A member of Sweden’s populist Sweden Democrats (SD) was branded racist this week after a tweet joking that a subway train decorated in SD colours was a “repatriation train” taking migrants to Kabul.
Tobias Andersson, who serves as a member of the Swedish parliament and as legal policy spokesman for the Sweden Democrats, commented on a picture of a Stockholm subway train decorated eith the blue flowers of his party on Tuesday.
“Welcome to the repatriation train. You hold a one-way ticket. Next stop, Kabul!” Andersson wrote.
The tweet was criticised by a number of prominent figures in Sweden, including Centre Party leader Annie Lööf, who wrote: “This is so undignified and racist. I find it so hard to understand how decent bourgeois liberal colleagues want to go to the polls with this party and give them influence.”

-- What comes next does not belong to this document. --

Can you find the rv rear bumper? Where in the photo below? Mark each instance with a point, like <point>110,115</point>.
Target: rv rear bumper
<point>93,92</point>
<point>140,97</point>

Climate Minister Annika Strandhäll, a member of the ruling Social Democrats, also commented on the tweet, saying: “This is SD’s justice policy spokesperson. He can become Minister of Justice if Ulf and Jimmie win the election,” referring to centre-right Moderate Party leader Ulf Kristersson and SD leader Jimmie Åkesson.
According to a report from broadcaster SVT, however, the attention given to the tweet helped it to go viral on Swedish social media, particularly on Twitter where the term “Kabul” was trending earlier this week, while Tobias Andersson trended on Google.
The message from Andersson comes after party leader Åkesson and migration policy spokesman Ludvig Aspling penned an opinion article for the newspaper Aftonbladet earlier in the year that called or the government to start repatriating migrants who failed to integrate into Swedish society or were long-term unemployed.
“Remigration is not a miracle solution, but the failures of recent decades show that it must be an option – a solution for all those who live in long-term exclusion,” the pair said. “Incentive structures and the welfare system must be reformed, so that people in exclusion cannot get caught up in welfare dependency, but are either forced into society or encouraged to remigrate.”
Swedish voters are set to go to the ballot box on the 11th of September and recent polling shows that a possible centre-right coalition involving the Moderates, the Sweden Democrats, the Christian Democrats, and the Liberals could reach nearly 50 per cent of the vote, while the ruling Social Democrats remain in the low thirites.